The dynamic interrelationship between online listing keywords and consumer behaviors manifested in actual transactions has important implications on housing markets, especially when there is a strong shock and dynamic changes in the markets. Our analyses linking the keywords of online listings with housing price premiums from the transaction database provide a promising opportunity to estimate such interrelationships more accurately. Using the difference-in-difference model and the database of resale public housing transactions in Singapore, we first find that housing units on a higher floor level and with more rooms have experienced a significant increase in transaction prices while proximity to public transport and the CBD leads to the lower prices after COVID-19. Hence, our results confirm the external validity beyond the lower-density, Western context of a shifting trend of housing demand from smaller units in the urban area to larger units in the suburban area (e.g. [3, 48, 61]). We believe that these similarities mainly arise from the fact that both Singapore and these countries experienced significant transitions to work-from-home (WFH) trends after COVID-19.

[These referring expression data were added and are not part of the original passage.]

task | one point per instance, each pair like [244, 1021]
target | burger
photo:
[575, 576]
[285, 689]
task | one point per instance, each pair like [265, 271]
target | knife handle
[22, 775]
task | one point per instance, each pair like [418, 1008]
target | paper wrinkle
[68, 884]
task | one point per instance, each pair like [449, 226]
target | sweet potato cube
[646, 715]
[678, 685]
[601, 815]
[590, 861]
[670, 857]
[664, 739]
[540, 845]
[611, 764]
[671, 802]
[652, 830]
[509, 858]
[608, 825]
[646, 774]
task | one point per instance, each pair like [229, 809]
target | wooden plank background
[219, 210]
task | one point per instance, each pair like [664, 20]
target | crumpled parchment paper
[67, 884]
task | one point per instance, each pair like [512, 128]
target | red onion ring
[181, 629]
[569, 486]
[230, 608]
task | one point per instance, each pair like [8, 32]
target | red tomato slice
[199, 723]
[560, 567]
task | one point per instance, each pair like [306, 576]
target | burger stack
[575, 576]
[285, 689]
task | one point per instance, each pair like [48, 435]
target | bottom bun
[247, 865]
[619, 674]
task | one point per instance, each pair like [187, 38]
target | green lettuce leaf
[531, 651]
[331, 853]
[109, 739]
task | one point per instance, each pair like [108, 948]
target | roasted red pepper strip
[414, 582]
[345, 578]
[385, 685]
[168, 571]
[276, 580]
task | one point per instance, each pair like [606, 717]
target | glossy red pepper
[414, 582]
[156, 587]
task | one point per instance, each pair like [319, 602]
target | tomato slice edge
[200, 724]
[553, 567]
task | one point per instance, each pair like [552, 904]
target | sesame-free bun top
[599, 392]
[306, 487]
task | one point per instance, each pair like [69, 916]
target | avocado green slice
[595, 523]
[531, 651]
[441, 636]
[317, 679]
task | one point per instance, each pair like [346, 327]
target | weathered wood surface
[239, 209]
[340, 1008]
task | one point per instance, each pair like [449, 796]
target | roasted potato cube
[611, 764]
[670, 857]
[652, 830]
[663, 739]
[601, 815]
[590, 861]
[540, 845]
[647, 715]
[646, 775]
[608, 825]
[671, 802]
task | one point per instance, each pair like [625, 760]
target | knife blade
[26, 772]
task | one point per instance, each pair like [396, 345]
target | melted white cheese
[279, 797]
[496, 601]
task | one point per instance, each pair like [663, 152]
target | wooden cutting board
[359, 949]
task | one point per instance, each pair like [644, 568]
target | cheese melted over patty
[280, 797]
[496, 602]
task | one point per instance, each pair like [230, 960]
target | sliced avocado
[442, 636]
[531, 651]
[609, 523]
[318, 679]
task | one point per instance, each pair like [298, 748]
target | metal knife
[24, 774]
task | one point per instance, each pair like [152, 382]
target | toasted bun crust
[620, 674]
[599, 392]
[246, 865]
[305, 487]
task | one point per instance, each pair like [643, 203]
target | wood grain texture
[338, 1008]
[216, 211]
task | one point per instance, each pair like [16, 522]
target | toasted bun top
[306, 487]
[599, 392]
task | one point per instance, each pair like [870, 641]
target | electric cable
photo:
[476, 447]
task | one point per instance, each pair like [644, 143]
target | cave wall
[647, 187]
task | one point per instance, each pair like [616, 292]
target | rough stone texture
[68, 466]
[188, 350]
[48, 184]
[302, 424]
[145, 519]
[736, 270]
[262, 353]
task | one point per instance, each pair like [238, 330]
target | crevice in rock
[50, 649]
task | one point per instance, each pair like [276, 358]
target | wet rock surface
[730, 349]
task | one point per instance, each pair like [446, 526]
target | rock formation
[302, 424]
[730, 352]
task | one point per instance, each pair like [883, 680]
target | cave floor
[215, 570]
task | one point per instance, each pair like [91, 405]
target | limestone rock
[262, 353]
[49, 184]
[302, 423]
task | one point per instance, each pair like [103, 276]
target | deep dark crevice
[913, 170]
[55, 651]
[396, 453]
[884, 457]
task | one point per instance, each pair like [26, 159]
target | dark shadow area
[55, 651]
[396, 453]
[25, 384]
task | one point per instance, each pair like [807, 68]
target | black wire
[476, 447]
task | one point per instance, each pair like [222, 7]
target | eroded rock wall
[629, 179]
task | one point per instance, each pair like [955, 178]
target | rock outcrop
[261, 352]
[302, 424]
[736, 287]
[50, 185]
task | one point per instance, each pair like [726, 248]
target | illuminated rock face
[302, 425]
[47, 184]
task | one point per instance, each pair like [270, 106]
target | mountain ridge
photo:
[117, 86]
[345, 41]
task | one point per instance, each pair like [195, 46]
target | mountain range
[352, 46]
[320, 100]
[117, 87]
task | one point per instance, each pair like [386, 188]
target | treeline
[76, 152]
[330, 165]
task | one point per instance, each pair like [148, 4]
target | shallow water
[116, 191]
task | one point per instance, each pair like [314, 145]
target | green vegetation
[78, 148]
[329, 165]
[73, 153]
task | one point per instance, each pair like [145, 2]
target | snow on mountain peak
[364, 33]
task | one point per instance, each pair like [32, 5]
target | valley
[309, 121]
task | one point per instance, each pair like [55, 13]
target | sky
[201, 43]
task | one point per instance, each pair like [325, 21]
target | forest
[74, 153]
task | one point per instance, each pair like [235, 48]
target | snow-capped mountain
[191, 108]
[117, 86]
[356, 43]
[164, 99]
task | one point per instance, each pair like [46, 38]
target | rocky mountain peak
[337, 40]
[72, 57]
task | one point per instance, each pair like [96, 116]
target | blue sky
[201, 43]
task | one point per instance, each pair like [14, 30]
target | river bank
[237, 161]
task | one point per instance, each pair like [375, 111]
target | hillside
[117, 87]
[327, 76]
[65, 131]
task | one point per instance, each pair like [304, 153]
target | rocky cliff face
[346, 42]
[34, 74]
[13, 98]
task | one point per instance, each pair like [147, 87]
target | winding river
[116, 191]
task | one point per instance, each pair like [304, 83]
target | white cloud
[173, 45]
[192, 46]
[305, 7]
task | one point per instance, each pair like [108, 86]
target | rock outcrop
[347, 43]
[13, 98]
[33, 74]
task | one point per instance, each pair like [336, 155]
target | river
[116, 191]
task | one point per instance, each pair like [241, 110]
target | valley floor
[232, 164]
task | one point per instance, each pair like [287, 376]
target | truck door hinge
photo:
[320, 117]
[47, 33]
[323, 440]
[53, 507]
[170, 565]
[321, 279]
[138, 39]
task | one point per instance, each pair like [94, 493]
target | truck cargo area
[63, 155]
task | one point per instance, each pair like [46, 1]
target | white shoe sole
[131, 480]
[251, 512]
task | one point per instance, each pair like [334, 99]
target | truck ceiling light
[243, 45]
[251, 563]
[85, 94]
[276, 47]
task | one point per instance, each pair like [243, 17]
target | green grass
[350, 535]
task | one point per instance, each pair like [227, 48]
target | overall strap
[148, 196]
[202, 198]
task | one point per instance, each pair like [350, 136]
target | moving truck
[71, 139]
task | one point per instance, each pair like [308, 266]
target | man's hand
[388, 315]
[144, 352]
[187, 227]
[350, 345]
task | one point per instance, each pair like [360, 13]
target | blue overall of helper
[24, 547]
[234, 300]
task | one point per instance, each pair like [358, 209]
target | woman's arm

Our text analysis results suggest that the online listing keywords have quickly captured the above trends based on the listing data from the major online platform in Singapore. Consistent with the results on transaction price premiums, both unigram and bigram analyses suggest a significant increase in the frequency of keywords related to view and more space while showing a decrease in the frequency of keywords highlighting the proximity to public transportation and a central location. These keywords show similar trends earlier than actual transaction outcomes, or at least in a timely manner. Moreover, our text analysis results provide useful qualitative information that could not be learned from the conventional transaction database. For example, our evidence that view-related keywords increasingly appear on online listing headlines after COVID-19 and WFH transitions further explains why units with a higher floor level have become more expensive among post-COVID-19 transactions.

Our contributions to big data research communities are two folds. On the one hand, we demonstrate that big data analytics could effectively be applied to emerging social science research such as online listing research. By doing so, we try to contribute to expanding the scholarly discussions surrounding big data, from big data mining and relevant methodologies to the broadened scope and value of big data analytics. For example, we used word embedding to analyze keywords of online listing data, and analysis results help provide a more comprehensive understanding of housing market dynamics. On the other hand, our study connects changes in revealed consumer preferences from the housing transaction data with changes in advertising keywords for online property listings. This has implications beyond real estate research because it suggests how online marketing adapts to quickly reflect actual consumer preferences in highly dynamic circumstances such as the COVID-19 pandemic, especially for the products without popular brands like housing [5].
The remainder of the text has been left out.